Пока госпожа Киёми и несчастная молодая мать плакали вместе, притворяясь, будто ничего такого вовсе и не делают, мысли госпожи Киёми обратились к ребенку. Она принялась молиться, прося богов и поскорее забрать малышку в свое царство и даровать ей покой, покой, которого она наверняка никогда не обретет на этой земле.

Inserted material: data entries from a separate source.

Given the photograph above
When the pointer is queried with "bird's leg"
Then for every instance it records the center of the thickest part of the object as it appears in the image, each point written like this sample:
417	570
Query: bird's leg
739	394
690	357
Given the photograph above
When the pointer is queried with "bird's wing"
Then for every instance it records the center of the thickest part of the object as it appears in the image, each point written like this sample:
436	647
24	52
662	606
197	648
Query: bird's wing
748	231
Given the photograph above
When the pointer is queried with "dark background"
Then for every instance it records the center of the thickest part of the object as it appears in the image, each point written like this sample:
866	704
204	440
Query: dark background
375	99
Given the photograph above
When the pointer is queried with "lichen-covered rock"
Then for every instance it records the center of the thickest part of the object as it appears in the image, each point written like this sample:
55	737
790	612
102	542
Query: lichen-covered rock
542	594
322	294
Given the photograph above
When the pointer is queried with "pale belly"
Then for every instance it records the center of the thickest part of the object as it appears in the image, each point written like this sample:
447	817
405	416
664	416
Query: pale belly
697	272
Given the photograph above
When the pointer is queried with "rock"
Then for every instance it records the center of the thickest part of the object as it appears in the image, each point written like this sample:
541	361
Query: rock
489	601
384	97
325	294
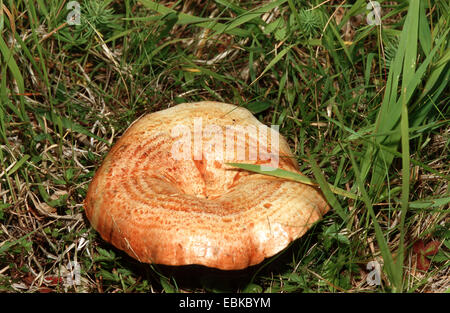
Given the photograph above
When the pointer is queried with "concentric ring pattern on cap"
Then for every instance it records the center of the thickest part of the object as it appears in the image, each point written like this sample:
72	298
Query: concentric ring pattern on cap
165	210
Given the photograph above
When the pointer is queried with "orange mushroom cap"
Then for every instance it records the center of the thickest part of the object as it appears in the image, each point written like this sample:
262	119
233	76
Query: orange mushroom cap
164	195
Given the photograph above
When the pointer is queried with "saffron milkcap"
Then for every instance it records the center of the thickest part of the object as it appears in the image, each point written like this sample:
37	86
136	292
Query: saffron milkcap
164	193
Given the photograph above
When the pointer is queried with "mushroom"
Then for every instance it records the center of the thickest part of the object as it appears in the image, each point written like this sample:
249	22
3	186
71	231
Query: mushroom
164	193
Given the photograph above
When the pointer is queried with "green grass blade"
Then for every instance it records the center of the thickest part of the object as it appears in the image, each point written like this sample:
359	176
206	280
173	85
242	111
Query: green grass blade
291	176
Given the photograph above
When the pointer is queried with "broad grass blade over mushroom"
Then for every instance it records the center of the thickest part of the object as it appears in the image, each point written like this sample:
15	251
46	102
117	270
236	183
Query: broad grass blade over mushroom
164	196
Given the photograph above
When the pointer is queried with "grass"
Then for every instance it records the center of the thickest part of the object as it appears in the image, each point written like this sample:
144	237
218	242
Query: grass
364	108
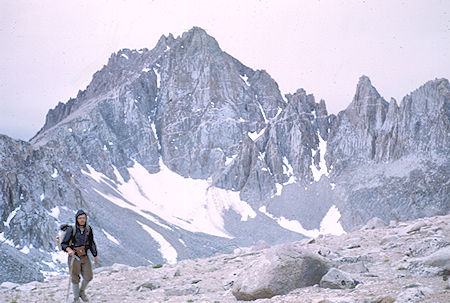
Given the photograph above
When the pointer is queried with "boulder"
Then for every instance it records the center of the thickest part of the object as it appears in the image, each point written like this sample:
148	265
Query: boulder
412	295
278	271
440	258
337	279
374	223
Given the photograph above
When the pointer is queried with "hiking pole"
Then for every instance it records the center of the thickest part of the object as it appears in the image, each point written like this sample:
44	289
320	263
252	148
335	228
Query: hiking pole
72	259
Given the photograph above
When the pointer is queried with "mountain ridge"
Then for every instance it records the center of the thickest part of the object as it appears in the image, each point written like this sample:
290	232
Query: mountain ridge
188	106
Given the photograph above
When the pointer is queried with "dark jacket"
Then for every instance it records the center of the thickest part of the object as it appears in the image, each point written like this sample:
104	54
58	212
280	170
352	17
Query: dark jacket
85	238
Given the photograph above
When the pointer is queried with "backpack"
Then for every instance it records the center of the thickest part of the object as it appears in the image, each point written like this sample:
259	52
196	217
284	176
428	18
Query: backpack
62	233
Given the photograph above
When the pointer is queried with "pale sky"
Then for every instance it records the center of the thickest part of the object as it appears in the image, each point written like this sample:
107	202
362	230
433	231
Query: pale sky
51	48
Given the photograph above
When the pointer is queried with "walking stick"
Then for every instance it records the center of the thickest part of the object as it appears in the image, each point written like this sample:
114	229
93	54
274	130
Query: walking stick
72	259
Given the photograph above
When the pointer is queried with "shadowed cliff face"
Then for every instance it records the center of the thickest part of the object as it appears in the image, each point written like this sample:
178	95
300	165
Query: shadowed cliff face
206	116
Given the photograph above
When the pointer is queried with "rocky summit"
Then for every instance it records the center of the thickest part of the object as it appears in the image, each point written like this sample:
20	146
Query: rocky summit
182	152
402	262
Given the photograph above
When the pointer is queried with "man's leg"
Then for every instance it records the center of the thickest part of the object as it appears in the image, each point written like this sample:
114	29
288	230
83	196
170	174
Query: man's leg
76	269
86	272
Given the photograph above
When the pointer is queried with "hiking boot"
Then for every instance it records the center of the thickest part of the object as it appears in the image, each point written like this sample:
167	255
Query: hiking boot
76	293
83	296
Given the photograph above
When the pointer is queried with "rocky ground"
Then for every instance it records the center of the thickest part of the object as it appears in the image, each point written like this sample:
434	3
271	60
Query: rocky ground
402	262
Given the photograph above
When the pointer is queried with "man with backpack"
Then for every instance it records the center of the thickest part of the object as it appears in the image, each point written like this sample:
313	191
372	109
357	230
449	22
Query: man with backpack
76	242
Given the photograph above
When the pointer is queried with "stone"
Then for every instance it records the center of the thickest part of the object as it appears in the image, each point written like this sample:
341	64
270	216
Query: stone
374	223
412	295
9	285
358	267
440	258
338	279
148	285
415	227
182	291
280	270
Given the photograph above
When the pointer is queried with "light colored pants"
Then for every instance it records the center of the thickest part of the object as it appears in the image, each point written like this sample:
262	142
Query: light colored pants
83	267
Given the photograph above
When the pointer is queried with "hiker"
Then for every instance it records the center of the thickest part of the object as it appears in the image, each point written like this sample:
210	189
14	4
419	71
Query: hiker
78	243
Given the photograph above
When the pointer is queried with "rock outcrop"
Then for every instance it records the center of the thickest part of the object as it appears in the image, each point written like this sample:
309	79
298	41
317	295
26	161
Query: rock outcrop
271	166
391	276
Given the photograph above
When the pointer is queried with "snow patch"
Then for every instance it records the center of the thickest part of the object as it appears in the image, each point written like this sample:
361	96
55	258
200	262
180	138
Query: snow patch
228	160
245	78
262	112
318	173
11	216
279	189
158	77
167	251
195	205
25	250
256	135
55	212
329	224
110	237
288	171
94	174
6	241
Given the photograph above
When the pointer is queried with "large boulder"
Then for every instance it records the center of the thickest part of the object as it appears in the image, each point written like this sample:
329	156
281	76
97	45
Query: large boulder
278	271
337	279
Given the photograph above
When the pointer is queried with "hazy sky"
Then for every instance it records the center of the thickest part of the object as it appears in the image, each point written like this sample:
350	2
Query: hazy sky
50	49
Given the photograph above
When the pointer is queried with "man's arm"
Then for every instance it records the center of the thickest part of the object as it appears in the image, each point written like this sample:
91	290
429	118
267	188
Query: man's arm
65	242
93	247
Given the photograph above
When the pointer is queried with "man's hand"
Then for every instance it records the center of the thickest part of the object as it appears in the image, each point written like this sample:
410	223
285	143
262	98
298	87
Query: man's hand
70	251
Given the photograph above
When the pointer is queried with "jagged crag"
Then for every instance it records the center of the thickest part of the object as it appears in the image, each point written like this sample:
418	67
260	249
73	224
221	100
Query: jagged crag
207	116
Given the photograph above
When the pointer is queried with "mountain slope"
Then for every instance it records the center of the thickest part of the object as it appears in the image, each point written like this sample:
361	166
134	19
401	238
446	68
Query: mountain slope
182	151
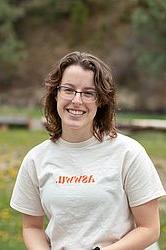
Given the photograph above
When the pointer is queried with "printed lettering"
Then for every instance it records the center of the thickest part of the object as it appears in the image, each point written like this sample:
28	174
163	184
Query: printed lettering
75	179
91	179
69	179
84	178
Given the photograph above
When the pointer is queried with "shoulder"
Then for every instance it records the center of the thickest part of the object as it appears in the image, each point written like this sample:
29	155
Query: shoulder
40	149
126	144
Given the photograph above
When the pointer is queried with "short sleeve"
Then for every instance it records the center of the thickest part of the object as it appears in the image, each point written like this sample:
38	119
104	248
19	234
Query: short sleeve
142	182
26	196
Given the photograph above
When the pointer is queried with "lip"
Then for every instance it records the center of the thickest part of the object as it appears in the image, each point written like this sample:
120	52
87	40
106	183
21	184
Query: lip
76	112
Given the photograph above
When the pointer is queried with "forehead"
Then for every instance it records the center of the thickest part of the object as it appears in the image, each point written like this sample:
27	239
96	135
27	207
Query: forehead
76	75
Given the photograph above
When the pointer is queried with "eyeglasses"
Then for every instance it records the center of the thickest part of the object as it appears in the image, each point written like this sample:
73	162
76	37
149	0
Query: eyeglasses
69	93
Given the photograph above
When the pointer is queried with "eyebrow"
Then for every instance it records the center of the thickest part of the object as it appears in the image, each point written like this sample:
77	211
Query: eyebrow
85	88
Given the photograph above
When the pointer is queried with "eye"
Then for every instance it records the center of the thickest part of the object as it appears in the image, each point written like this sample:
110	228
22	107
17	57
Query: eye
68	91
89	94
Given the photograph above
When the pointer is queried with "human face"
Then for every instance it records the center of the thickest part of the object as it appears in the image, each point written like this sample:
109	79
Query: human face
76	115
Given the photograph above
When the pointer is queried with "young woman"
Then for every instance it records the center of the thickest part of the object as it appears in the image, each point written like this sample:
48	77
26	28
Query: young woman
98	188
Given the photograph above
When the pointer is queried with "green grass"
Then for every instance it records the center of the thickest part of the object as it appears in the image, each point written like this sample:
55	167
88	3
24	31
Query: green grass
131	115
13	146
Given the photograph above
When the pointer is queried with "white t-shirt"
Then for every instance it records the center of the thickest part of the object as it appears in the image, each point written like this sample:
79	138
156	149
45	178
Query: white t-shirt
86	189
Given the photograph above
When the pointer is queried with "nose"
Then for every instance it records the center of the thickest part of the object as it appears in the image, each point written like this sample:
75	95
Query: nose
77	98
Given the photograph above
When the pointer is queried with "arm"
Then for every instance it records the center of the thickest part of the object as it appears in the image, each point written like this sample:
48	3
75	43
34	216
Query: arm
33	233
147	228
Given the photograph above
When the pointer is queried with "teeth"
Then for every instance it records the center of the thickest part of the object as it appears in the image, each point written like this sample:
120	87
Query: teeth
76	112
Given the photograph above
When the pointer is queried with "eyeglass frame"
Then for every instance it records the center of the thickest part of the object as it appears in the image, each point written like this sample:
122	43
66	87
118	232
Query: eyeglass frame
79	92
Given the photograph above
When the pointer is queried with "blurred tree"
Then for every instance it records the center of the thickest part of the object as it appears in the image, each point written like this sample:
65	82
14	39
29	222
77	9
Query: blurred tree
11	48
148	21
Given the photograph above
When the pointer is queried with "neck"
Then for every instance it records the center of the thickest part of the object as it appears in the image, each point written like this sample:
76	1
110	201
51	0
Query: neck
76	136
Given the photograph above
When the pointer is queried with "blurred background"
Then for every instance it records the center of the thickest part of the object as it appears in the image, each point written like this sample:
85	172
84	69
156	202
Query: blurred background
130	36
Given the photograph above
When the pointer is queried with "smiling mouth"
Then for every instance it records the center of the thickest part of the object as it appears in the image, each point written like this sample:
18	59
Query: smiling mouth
76	112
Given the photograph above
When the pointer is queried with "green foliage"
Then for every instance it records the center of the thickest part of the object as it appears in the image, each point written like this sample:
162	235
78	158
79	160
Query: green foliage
148	20
79	14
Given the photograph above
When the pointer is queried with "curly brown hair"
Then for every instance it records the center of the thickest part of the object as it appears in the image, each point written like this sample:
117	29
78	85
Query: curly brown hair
104	120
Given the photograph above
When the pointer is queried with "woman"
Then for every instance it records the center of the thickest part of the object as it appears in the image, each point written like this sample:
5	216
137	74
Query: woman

1308 год, монастырь Мусиндо.
К тому моменту, когда в ее жизни произошла великая перемена, одна лишь преподобная настоятельница Суку по-прежнему продолжала называть ее Сидзукэ. Если же настоятельницы не было рядом, все прочие звали девочку Дикоглазой, из-за самой заметной ее особенности, взгляда, непрестанно мечущегося во все стороны; ее глаза постоянно двигались, за исключением тех моментов, когда она упорно смотрела на некое зрелище, доступное лишь ее взору. Ее склонность вопить оказалась все-таки поменьше, чем можно было предполагать по временам младенчества, хотя иногда ее исполненные мукой крики висели над монастырем по несколько дней кряду. Ее присутствие оказалось столь разрушительным, что пристанища в монастыре Мусиндо искали лишь самые упорные и решительно настроенные последовательницы пути Будды — и это несмотря на великодушное покровительство госпожи Киёми и господина Бандана, благодаря которому условия здесь были куда менее суровыми, чем в большинстве монастырей. Одна из монахинь, заметив, что примерно так же движутся глаза спящих под веками, предположила, что девочка никогда полностью не просыпается и полностью не засыпает. Постепенно прочие монахини согласились с нею, поскольку это объясняло, почему девочка словно бы видит то, чего здесь нету, когда ее глаза открыты, и никогда не выказывает признаков мирного отдохновения, когда они закрыты. И в том, и в другом случае она с почти равной частотой корчилась, извивалась, кричала и произносила какие-то бессмысленные слова. Очень возможно, что она даже была спокойнее, когда бодрствовала, потому что во время бодрствования случались длительные промежутки времени, в которые она стояла, сидела или лежала неподвижно, устремив взгляд куда-то вперед, как будто представшее ее глазам зрелище заставляло ее оцепенеть.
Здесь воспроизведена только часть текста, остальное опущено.